Durante más de cuatro décadas en la Escuela de Salud Pública de Harvard, Walter Willett se consolidó como una de las voces más influyentes en el estudio de la nutrición. La propia universidad lo describió y reconoció como “uno de los investigadores en nutrición más citados del mundo”.
El especialista advirtió que la obesidad, diabetes y enfermedades cardíacas están directamente vinculadas al modelo alimentario predominante en Estados Unidos, basado en bebidas azucaradas, grasas saturadas y alimentos ultraprocesados con altos niveles de sodio o colesterol.
Según explicó, estos productos no solo alteran el control del peso corporal, sino que también se relacionan con presión arterial elevada, ataques cardíacos, cáncer, ansiedad, demencia y muerte prematura.
Alimentos ultraprocesados: dónde está el verdadero problema
El experto puntualizó que la etiqueta “alimentos ultraprocesados” puede resultar confusa para los consumidores. Explicó que no todos los productos clasificados así resultan perjudiciales para la salud, ya que algunos, como los panes integrales, cereales de grano entero o yogures, pueden ser saludables.

Enfatizó en que el riesgo se encuentra en la enorme presencia de comidas industrializadas con un alto contenido de azúcar, grasas y sodio en los puntos de venta. “Es un error pensar que todo lo ultraprocesado es malo: el problema está en los alimentos con alto contenido de azúcar, grasas y sodio”, remarcó a New Yorker.
Las bebidas azucaradas y su impacto en la salud
Uno de los principales focos de preocupación para Willett está en las bebidas azucaradas. Indicó que los refrescos y jugos industriales lideran la lista de ultraprocesados más dañinos, ya que provocan picos de glucosa en sangre y facilitan el aumento de peso.

También detalló que una botella de 600 mililitros de gaseosa contiene alrededor de 16 cucharaditas de azúcar, lo que desencadena una respuesta insulínica elevada y favorece la acumulación de grasa corporal, con consecuencias negativas para el metabolismo y el sistema cardiovascular.
Claves para una dieta saludable y longeva
Entre las recomendaciones, aconsejó preferir alimentos reales y de origen vegetal: granos integrales, frutas, verduras, frutos secos, legumbres, maní y productos derivados de la soja.
Señaló que es posible sumar cantidades moderadas de lácteos, carnes, aves o pescado, siempre en el marco de un patrón flexitariano, es decir, básicamente vegetariano pero con presencia eventual de proteína animal.

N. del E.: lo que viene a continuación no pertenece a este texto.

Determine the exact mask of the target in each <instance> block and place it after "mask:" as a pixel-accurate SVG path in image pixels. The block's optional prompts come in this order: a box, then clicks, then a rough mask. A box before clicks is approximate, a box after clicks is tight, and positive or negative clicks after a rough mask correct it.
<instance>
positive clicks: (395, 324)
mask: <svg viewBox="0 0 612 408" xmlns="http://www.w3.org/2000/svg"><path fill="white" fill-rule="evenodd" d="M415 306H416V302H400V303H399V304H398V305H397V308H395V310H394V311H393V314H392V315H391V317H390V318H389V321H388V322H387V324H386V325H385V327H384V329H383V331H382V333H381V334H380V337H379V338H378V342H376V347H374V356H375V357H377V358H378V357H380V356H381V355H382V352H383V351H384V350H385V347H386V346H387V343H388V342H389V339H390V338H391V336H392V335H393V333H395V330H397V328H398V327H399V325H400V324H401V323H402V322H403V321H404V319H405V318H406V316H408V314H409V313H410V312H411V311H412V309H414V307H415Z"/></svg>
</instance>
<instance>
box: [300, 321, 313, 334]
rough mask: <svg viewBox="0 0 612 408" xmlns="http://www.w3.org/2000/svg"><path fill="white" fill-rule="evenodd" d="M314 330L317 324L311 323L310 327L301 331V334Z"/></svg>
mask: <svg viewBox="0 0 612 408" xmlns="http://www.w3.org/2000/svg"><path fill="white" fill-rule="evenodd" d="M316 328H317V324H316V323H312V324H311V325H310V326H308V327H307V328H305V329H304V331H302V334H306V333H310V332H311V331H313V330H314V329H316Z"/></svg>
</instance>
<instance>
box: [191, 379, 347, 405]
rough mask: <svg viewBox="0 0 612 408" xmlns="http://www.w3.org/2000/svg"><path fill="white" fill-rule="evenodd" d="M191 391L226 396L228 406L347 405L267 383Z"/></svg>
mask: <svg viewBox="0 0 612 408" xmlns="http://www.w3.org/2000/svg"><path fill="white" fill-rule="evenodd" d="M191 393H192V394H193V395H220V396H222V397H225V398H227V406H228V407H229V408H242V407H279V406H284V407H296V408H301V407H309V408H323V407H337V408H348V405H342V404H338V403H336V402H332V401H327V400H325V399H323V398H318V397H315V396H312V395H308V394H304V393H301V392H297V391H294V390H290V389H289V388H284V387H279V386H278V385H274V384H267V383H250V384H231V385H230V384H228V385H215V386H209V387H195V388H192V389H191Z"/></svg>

El experto también expresó su respaldo al modelo de la dieta mediterránea, reconocido por su abundancia en vegetales, frutas, cereales integrales y aceites saludables, junto con un consumo limitado de carnes rojas y lácteos.
Opciones de desayunos y almuerzos beneficiosos
Willett resaltó el impacto de los alimentos consumidos en el desayuno, criticando el inicio frecuente del día con productos ultraprocesados como galletitas dulces o budines hechos con harinas refinadas y azúcar.
En su lugar, sugirió desayunos compuestos por avena, yogur, frutos secos y frutas frescas, acompañados por jugo de naranja, que, según sus investigaciones, “parece ofrecer el mayor beneficio”. Añadió que los jugos de manzana o uva “son básicamente azúcar”.

Como alternativa saludable y accesible para el almuerzo, relató: “Cuando estoy apurado, preparo pan integral con mantequilla de maní y zanahorias. Es una opción económica y se prepara rápidamente”.
Las grasas saludables necesarias para el organismo
El profesor destacó la importancia de priorizar aceites vegetales, oliva, canola, girasol, soja, maíz, además de frutos secos, semillas y pescado, como fuentes de grasas esenciales.
Explicó a New Yorker que “estas grasas forman parte de cada célula, del cerebro y del sistema nervioso, y las insaturadas ayudan a reducir el colesterol en sangre”. Además, favorecen una mayor sensación de saciedad, contribuyendo a evitar el exceso alimentario.
Transformar la dieta sin perder el placer de comer
El especialista insistió en la importancia de ser conscientes al elegir los alimentos diarios. Defendió que mejorar la dieta es factible prestando atención a lo que se incluye en cada plato.

Sugerencias concretas incluyen evitar los establecimientos clásicos de comida rápida y optar por lugares que empleen grasas más saludables, como restaurantes de gastronomía asiática. Para Willett, transformar los hábitos alimentarios no significa renunciar al placer culinario, sino encontrar la armonía entre salud y disfrute.
“La comida saludable no puede ser un castigo; debe ser algo que disfrutemos”, comentó el profesor, quien recordó que, durante su infancia en Michigan, una dieta basada en puré de papas, carne y salsa, típica de los años 50s, aumentaba el riesgo de enfermedades cardíacas entre cuatro y cinco veces.